Il Novecento, come si è più volte detto, è il secolo del cinema. E mai come in questo ultimo lustro il cinema ha cercato di fare i conti con il suo momento storico d’elezione: tanto per vagliarne il retaggio quanto per prenderne le distanze, tanto per cercare di restituirne un’immagine filtrata dallo scorrere del tempo quanto per individuarne i margini nudi e gli altari ancora scoperti. Un filone di pensiero non estraneo a diversi film presentati a questa edizione della Mostra del Cinema. Ma se Marcia su Roma (2022) di Mark Cousins parte come uno splendido critofilm che analizza l’infausto A noi! (1923) di Umberto Paradisi per poi limitarsi a impaginare una superficiale cronistoria dei totalitarismi novecenteschi e infine – un po’ cialtronescamente – individuarne le contemporanee recrudescenze, decisamente più meritevoli d’attenzione sono altri due film: il documentario The Kiev Trial [id., 2022] di Sergej Loznitsa (per comodità utilizziamo questa traslitterazione, la più comune ma non la più corretta) e il tragicomico post-beckettiano Gli spiriti dell’isola [The Banshees of Inisherin, 2022] di Martin McDonagh.

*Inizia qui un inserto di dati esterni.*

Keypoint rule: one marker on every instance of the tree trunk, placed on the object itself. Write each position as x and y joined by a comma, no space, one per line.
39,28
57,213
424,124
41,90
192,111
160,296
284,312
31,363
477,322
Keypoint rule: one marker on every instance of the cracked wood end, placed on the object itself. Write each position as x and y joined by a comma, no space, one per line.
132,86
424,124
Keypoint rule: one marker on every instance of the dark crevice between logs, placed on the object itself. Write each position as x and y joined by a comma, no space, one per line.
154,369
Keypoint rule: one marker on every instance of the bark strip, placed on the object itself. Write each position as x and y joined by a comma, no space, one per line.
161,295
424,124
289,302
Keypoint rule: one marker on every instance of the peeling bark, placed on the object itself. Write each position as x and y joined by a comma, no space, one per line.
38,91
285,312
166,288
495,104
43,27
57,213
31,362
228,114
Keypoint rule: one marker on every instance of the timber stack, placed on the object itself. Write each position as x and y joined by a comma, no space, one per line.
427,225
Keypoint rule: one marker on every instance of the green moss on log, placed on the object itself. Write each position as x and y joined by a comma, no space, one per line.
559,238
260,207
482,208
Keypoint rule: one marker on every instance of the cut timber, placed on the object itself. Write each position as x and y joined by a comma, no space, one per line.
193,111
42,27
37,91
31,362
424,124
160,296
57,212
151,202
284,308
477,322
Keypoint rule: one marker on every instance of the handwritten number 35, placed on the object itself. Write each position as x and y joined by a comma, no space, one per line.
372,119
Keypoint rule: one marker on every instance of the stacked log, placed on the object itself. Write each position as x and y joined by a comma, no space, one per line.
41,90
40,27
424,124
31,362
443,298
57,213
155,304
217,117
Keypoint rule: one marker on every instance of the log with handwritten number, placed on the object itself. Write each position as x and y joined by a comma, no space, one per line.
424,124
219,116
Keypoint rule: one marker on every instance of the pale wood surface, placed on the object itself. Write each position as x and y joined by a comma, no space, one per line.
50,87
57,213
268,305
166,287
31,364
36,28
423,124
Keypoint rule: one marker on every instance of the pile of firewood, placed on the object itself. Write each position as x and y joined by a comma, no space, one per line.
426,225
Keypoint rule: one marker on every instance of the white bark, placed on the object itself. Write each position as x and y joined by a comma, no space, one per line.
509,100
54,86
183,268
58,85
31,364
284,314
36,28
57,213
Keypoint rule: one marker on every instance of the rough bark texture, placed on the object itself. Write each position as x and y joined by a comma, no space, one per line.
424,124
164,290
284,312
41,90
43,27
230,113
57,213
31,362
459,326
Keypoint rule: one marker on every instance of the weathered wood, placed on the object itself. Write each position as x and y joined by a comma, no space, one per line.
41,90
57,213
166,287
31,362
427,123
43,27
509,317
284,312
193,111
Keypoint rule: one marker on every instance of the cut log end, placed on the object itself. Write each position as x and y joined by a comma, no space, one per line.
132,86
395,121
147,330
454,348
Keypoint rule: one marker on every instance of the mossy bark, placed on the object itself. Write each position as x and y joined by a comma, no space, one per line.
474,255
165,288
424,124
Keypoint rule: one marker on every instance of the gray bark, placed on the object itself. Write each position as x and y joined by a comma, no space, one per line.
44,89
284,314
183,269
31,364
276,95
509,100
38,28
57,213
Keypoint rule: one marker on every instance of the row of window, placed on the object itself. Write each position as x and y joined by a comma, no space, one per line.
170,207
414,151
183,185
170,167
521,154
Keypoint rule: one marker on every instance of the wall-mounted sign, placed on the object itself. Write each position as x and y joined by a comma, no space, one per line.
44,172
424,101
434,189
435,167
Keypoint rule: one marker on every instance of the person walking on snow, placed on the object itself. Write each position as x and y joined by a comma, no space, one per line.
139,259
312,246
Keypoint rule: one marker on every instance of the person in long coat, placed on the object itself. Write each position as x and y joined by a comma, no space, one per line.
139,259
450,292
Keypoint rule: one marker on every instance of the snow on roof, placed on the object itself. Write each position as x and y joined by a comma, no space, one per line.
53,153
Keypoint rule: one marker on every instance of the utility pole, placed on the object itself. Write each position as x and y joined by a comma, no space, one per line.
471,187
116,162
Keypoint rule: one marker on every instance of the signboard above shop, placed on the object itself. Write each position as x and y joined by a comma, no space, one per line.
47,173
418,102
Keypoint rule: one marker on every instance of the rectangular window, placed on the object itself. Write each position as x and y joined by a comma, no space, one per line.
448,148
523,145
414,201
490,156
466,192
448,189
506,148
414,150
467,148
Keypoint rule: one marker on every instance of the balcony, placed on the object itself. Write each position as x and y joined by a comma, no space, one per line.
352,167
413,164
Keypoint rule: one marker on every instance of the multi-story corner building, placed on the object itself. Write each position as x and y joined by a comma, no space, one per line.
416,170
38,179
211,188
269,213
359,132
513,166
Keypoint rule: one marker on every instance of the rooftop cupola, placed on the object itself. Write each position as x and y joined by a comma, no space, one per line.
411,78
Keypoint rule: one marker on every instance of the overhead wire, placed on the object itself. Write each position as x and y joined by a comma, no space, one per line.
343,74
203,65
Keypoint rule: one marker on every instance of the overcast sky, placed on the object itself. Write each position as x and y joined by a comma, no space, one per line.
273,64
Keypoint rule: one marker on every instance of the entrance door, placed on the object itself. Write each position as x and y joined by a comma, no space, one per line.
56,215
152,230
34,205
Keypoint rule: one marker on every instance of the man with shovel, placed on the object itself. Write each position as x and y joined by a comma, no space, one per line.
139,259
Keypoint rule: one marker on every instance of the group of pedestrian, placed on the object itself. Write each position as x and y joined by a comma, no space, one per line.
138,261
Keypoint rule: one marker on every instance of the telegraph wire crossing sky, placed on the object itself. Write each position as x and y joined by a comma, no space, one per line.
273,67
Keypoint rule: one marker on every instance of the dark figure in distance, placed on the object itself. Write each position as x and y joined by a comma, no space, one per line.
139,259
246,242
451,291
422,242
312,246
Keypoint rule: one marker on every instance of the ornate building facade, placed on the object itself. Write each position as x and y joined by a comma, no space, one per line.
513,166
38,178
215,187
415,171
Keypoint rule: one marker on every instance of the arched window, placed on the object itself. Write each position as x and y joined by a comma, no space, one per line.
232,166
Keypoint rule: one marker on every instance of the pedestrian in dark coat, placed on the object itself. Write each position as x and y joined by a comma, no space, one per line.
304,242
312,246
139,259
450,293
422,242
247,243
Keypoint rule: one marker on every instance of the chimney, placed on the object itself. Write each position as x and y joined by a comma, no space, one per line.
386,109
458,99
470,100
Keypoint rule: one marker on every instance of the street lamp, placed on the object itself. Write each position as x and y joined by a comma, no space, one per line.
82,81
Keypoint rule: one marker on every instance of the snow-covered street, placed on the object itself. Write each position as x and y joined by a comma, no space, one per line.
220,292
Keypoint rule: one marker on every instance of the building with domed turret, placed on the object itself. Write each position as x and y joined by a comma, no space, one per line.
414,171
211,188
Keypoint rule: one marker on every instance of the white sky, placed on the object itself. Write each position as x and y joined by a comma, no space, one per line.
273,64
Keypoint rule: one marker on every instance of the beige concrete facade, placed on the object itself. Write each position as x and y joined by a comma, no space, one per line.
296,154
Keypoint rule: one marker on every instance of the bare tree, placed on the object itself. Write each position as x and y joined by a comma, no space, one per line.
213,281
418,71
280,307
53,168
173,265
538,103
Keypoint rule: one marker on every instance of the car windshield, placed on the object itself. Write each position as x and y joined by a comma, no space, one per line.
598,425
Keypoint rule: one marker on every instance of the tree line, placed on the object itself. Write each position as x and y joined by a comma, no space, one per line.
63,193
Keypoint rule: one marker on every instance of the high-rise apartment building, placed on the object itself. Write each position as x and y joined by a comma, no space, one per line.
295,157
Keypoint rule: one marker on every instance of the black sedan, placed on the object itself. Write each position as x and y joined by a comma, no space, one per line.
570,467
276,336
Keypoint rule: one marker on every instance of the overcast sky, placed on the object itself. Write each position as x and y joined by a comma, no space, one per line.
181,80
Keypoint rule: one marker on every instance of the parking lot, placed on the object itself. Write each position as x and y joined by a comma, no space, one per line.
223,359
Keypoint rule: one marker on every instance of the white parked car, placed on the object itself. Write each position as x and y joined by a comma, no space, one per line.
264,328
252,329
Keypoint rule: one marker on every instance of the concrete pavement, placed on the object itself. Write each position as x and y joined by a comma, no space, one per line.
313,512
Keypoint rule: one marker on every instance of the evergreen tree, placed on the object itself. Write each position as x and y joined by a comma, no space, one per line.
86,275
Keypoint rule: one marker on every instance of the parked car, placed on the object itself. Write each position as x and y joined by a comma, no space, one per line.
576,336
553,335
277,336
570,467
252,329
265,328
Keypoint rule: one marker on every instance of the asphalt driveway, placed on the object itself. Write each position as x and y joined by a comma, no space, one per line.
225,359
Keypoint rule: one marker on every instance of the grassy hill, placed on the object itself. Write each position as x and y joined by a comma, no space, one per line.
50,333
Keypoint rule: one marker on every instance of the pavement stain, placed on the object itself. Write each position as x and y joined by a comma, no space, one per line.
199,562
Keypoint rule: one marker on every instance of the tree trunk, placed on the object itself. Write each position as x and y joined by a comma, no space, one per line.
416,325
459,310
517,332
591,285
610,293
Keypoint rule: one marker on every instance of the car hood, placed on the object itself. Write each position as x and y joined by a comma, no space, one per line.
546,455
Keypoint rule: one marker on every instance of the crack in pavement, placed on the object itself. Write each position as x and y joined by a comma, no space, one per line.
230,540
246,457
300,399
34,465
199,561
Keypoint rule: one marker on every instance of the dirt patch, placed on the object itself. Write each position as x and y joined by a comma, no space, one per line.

In entrambi i casi, il territorio d’indagine è per certi versi il medesimo del recentissimo Fairytale [id., 2022], l’ultimo capolavoro di Aleksandr Sokurov presentato a Locarno: il lascito del Novecento, infatti, si manifesta anzitutto attraverso un onnipervasivo senso di morte, da intendersi come tentativo di rielaborare il lutto (Loznitsa) o come paura per la sua imponderabilità (come succede al personaggio interpretato da Brendan Gleeson ne Gli spiriti dell’isola). Convocata sul banco dei testimoni, la Storia nel Novecento si svela per la prima volta come soggetto e non come oggetto, il rapporto tra individuo e mondo si ribalta, il primo sembra quasi emanazione di sconvolgimenti e paranoie del secondo. La “Norimberga di Kiev” di cui racconta Loznitsa – a controcanto ed espansione del precedente e monumentale Babi Yar. Context – restituisce a immagini d’epoca girate da anonimi (e straordinari) cineoperatori il ruolo inedito di convogliare il senso di orrore per una realtà dove la morte sembra porsi come unico strumento d’interpretazione della vita; il conflitto che vede opposti il Candide interpretato da Colin Farrell e il compositore interpretato da Brendan Gleeson ne Gli spiriti dell’isola, che pesca tanto dal teatro dell’assurdo quanto da un certo post-pirandellismo riletto alla luce di Alfred Jarry, diventa incarnazione fin schematica della guerra civile irlandese, secondo un’idea di lotta fratricida che può concludersi necessariamente con l’alterazione definitiva dello status quo. Senza dimenticare che in Saint Omer [id., 2022] di Alice Diop l’eredità postcolonialista rifulge nella vicenda di una madre che ha ucciso la propria figlia per motivi del tutto incomprensibili.
Ripercorrendo il Novecento, di fatto, il cinema sembra volerlo mettere da parte senza mai riuscirvi pienamente, come se il secolo breve fosse ancora il punto di riferimento attraverso cui filtrare e analizzare ogni cambio di paradigma della civiltà delle immagini e ogni tentativo d’interpretazione della Storia. In un momento in cui – come abbiamo scritto su queste pagine – la morte sembra essere diventata il denominatore comune della stragrande maggioranza della produzione audiovisiva, ecco che il cinema si volge nuovamente indietro al Novecento per celebrare una sorta di rito di espiazione. Come se volesse nuovamente guardare in faccia la morte stessa dopo averla per decenni mitizzata e ritualizzata, trasformata in limes, in rito di passaggio e non riprodotta come incarnazione assurda e terribile della fine.